A Practitioner's Guide to Bayesian Estimation of Discrete Choice Dynamic Programming Models PDF Author: Andrew T. Ching
Publisher:
ISBN:
Category :
Languages : en
Pages : 0

Book Description
This paper provides a step-by-step guide to estimating infinite horizon discrete choice dynamic programming (DDP) models using a new Bayesian estimation algorithm (Imai, Jain and Ching, Econometrica 77:1865-1899, 2009) (IJC). In the conventional nested fixed point algorithm, most of the information obtained in the past iterations remains unused in the current iteration. In contrast, the IJC algorithm extensively uses the computational results obtained from the past iterations to help solve the DDP model at the current iterated parameter values. Consequently, it has the potential to significantly alleviate the computational burden of estimating DDP models. To illustrate this new estimation method, we use a simple dynamic store choice model where stores offer "frequent-buyer" type reward programs. We show that the parameters of this model, including the discount factor, are well-identified. Our Monte Carlo results demonstrate that the IJC method is able to recover the true parameter values of this model quite precisely. We also show that the IJC method could reduce the estimation time significantly when estimating DDP models with unobserved heterogeneity, especially when the discount factor is close to 1.

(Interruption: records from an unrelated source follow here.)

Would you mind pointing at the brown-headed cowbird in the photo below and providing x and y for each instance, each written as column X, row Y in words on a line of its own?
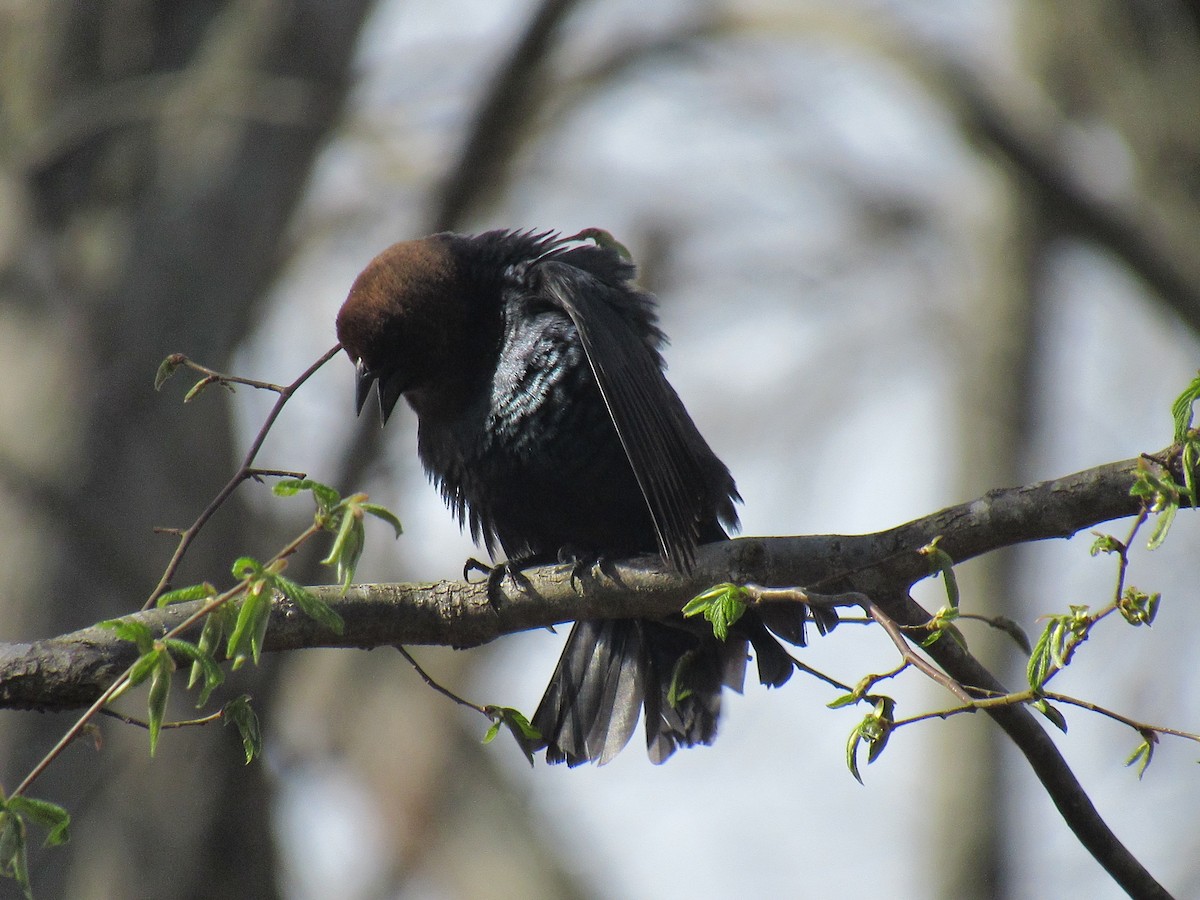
column 545, row 419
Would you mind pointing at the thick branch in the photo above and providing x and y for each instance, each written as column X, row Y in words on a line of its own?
column 72, row 670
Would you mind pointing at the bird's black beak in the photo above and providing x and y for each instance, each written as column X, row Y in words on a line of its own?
column 389, row 389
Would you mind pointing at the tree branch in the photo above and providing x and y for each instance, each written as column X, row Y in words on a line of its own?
column 72, row 670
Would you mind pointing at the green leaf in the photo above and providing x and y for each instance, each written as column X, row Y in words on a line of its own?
column 13, row 859
column 183, row 595
column 940, row 562
column 48, row 815
column 252, row 618
column 144, row 666
column 874, row 730
column 943, row 624
column 347, row 547
column 1144, row 753
column 131, row 630
column 160, row 690
column 723, row 605
column 1057, row 719
column 526, row 736
column 310, row 604
column 243, row 715
column 167, row 369
column 203, row 663
column 324, row 496
column 1105, row 544
column 1182, row 409
column 1138, row 607
column 1162, row 526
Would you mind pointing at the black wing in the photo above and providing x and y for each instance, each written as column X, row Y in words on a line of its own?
column 685, row 486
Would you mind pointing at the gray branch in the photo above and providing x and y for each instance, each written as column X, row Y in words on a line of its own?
column 71, row 671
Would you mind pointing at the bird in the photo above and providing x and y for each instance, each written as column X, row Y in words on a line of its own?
column 534, row 366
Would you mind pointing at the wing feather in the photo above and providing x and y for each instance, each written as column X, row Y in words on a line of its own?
column 671, row 461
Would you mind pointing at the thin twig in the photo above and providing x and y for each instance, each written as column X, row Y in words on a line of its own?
column 244, row 473
column 441, row 689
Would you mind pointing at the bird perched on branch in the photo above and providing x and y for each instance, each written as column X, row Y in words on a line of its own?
column 533, row 365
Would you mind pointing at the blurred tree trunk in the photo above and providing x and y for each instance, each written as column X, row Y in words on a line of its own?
column 1144, row 96
column 150, row 156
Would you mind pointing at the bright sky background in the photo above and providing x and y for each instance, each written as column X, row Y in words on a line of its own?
column 816, row 351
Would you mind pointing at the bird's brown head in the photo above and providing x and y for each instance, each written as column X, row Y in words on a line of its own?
column 405, row 322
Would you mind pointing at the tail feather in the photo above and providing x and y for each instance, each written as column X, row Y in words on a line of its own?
column 611, row 669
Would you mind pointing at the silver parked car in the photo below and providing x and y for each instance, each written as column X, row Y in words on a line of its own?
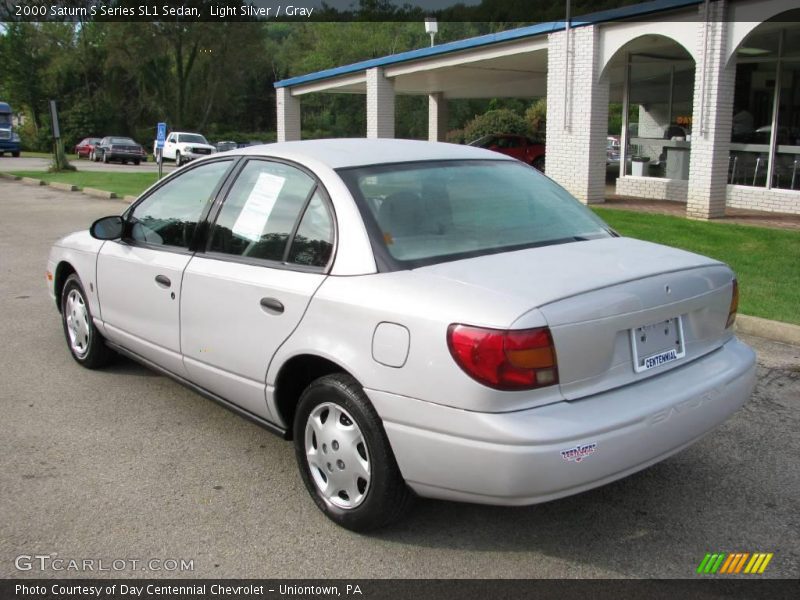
column 421, row 319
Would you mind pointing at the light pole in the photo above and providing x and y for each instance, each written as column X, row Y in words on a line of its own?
column 431, row 27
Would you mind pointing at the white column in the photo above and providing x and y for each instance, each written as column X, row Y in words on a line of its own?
column 437, row 117
column 712, row 117
column 288, row 115
column 380, row 104
column 577, row 129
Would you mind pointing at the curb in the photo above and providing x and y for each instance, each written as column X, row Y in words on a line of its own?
column 772, row 330
column 68, row 187
column 99, row 193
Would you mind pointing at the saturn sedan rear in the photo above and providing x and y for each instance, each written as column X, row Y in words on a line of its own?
column 421, row 319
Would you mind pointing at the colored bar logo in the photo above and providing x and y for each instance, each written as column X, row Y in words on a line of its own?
column 734, row 563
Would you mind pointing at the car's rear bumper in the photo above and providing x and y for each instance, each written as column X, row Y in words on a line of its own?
column 519, row 458
column 124, row 156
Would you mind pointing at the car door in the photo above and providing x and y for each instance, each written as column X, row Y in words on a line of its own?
column 267, row 254
column 139, row 276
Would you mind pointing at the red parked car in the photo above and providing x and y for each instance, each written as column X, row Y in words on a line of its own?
column 520, row 147
column 85, row 149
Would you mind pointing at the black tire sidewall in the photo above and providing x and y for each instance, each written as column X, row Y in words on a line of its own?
column 98, row 353
column 384, row 475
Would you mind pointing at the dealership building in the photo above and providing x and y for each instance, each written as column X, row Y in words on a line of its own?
column 710, row 94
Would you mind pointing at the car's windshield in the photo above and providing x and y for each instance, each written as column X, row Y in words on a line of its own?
column 433, row 211
column 192, row 138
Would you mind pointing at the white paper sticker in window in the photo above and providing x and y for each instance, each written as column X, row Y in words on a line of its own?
column 252, row 220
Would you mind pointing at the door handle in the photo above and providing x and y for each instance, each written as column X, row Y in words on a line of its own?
column 272, row 305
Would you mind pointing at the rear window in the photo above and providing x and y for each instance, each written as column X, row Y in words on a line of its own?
column 428, row 212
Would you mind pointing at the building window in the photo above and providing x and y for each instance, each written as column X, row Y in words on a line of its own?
column 765, row 131
column 659, row 121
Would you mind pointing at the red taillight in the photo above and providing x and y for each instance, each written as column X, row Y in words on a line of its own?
column 734, row 304
column 520, row 359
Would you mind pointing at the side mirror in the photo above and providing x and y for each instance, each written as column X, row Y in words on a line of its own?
column 107, row 228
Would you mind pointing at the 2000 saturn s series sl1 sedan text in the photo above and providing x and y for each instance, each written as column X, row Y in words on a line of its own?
column 419, row 318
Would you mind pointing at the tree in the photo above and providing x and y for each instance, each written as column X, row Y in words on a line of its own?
column 496, row 121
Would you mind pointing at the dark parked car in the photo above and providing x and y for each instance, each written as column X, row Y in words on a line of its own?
column 521, row 147
column 119, row 148
column 85, row 148
column 225, row 146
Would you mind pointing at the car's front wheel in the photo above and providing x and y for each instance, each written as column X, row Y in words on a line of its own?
column 345, row 458
column 84, row 340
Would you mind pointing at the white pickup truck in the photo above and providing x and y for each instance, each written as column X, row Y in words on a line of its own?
column 183, row 146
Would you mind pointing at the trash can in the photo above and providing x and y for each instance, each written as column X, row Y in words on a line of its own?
column 639, row 165
column 678, row 163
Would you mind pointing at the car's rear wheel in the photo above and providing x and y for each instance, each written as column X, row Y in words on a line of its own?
column 345, row 458
column 83, row 339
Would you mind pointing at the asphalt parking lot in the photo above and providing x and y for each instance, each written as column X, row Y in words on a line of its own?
column 32, row 163
column 125, row 464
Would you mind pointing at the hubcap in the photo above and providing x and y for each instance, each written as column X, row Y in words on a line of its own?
column 337, row 456
column 77, row 317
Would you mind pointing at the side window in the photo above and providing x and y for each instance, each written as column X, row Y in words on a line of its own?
column 313, row 242
column 261, row 210
column 169, row 216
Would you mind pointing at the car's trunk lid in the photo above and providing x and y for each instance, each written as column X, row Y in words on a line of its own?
column 594, row 295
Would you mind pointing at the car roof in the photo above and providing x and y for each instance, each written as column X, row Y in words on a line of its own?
column 353, row 152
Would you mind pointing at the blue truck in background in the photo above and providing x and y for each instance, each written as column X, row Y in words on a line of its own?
column 9, row 139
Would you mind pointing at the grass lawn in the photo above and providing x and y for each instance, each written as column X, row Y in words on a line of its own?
column 766, row 261
column 123, row 184
column 49, row 155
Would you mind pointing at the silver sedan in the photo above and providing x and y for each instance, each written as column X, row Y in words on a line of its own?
column 420, row 319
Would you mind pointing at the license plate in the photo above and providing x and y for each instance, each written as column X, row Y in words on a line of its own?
column 657, row 344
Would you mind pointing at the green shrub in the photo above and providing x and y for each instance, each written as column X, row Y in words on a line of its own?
column 496, row 121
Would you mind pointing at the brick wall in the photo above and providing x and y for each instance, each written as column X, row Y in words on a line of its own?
column 288, row 115
column 653, row 188
column 576, row 154
column 380, row 105
column 712, row 117
column 744, row 196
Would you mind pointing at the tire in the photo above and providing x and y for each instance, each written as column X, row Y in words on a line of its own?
column 378, row 495
column 83, row 339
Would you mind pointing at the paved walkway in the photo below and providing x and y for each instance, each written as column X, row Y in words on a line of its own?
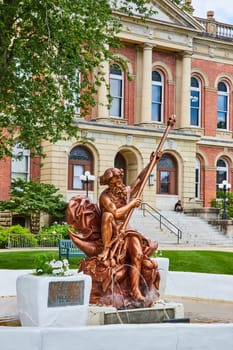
column 206, row 311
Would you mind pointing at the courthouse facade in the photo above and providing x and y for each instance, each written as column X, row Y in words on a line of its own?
column 174, row 63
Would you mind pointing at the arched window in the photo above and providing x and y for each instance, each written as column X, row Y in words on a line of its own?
column 167, row 175
column 20, row 164
column 116, row 91
column 222, row 172
column 80, row 160
column 197, row 179
column 157, row 97
column 195, row 112
column 223, row 105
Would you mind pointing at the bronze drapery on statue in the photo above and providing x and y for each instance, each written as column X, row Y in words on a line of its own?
column 123, row 274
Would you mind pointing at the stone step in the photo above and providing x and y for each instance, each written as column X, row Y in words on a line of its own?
column 195, row 230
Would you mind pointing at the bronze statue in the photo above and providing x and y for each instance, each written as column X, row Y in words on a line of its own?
column 123, row 275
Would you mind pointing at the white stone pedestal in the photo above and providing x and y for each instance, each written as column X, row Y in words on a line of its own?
column 46, row 301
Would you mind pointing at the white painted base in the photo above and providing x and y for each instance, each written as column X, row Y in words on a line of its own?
column 40, row 307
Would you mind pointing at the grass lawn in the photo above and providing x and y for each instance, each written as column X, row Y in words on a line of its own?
column 179, row 260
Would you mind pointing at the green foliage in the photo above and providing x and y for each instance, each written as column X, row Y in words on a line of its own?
column 179, row 260
column 53, row 267
column 19, row 236
column 219, row 202
column 60, row 230
column 200, row 261
column 44, row 45
column 3, row 237
column 28, row 198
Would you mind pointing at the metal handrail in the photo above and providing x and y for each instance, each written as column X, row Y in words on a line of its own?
column 163, row 221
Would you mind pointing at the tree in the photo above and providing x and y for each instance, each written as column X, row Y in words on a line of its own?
column 30, row 198
column 45, row 45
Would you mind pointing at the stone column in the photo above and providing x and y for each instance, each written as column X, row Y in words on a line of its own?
column 185, row 91
column 146, row 84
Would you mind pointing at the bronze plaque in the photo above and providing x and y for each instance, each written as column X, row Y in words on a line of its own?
column 65, row 293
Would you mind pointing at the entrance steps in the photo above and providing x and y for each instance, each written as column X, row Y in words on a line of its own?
column 195, row 230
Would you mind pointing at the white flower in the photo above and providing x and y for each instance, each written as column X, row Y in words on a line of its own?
column 56, row 264
column 66, row 262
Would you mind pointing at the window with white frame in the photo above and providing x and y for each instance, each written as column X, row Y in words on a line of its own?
column 223, row 105
column 195, row 95
column 157, row 97
column 20, row 165
column 80, row 161
column 197, row 178
column 116, row 91
column 222, row 172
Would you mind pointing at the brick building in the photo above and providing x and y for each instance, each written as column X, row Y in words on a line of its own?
column 172, row 64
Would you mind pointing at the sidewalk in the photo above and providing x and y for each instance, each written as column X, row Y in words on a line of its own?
column 206, row 311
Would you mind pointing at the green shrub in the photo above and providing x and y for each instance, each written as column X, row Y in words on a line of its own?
column 20, row 237
column 61, row 230
column 3, row 237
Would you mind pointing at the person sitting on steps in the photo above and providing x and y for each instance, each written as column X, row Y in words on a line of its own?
column 178, row 207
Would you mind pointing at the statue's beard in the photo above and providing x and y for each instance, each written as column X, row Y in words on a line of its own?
column 119, row 190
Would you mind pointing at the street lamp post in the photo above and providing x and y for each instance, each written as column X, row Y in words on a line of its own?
column 225, row 186
column 86, row 178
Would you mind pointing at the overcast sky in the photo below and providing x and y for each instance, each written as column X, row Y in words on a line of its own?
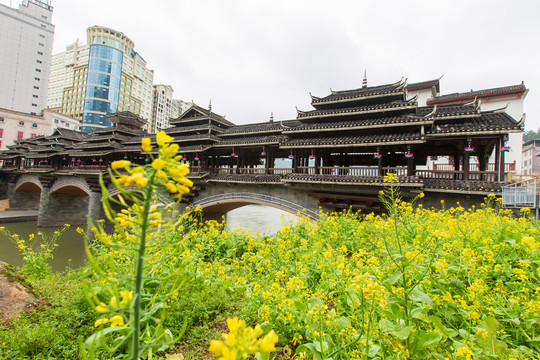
column 256, row 57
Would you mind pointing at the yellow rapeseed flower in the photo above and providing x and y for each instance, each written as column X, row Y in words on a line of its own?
column 268, row 342
column 120, row 164
column 146, row 144
column 102, row 308
column 158, row 164
column 117, row 320
column 162, row 138
column 100, row 322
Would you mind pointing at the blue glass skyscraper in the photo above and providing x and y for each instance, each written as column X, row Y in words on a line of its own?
column 102, row 85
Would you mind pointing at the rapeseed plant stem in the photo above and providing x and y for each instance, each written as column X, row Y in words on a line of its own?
column 139, row 271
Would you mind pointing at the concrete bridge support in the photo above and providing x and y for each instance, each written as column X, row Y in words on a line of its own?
column 25, row 194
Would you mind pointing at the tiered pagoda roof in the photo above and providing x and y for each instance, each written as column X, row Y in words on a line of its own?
column 361, row 122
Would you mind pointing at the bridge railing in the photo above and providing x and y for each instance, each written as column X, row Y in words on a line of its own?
column 369, row 171
column 522, row 194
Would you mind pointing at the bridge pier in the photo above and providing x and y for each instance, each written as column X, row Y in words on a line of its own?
column 26, row 197
column 94, row 209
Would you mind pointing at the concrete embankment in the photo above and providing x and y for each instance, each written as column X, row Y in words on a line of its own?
column 7, row 215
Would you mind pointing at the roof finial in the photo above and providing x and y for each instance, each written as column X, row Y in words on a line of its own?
column 364, row 81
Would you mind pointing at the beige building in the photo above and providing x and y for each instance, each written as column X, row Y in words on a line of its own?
column 531, row 157
column 104, row 76
column 16, row 125
column 26, row 40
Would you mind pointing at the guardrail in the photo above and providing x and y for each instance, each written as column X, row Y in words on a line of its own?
column 522, row 194
column 271, row 200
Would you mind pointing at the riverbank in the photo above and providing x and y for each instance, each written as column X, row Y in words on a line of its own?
column 423, row 283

Discrete Choice Methods with Simulation

Discrete Choice Methods with Simulation PDF Author: Kenneth Train
Publisher: Cambridge University Press
ISBN: 9780521017152
Category : Business & Economics
Languages : en
Pages : 346

Book Description
Table of contents

Semiparametric Identiđ“ŹŠtion and Estimation of Multinomial Discrete Choice Models Using Error Symmetry

Semiparametric Identiđ“ŹŠtion and Estimation of Multinomial Discrete Choice Models Using Error Symmetry PDF Author: Arthur Lewbel
Publisher:
ISBN:
Category :
Languages : en
Pages :

Book Description


Bayesian Estimation of Dynamic Discrete Choice Models

Bayesian Estimation of Dynamic Discrete Choice Models PDF Author:
Publisher:
ISBN:
Category :
Languages : en
Pages :

Book Description


Bayesian Procedures as a Numerical Tool for the Estimation of Dynamic Discrete Choice Models

Bayesian Procedures as a Numerical Tool for the Estimation of Dynamic Discrete Choice Models PDF Author: Peter Haan
Publisher:
ISBN:
Category :
Languages : en
Pages :

Book Description


Bayesian Econometrics

Bayesian Econometrics PDF Author: Siddhartha Chib
Publisher: Emerald Group Publishing
ISBN: 1848553080
Category : Business & Economics
Languages : en
Pages : 656

Book Description
Illustrates the scope and diversity of modern applications, reviews advances, and highlights many desirable aspects of inference and computations. This work presents an historical overview that describes key contributions to development and makes predictions for future directions.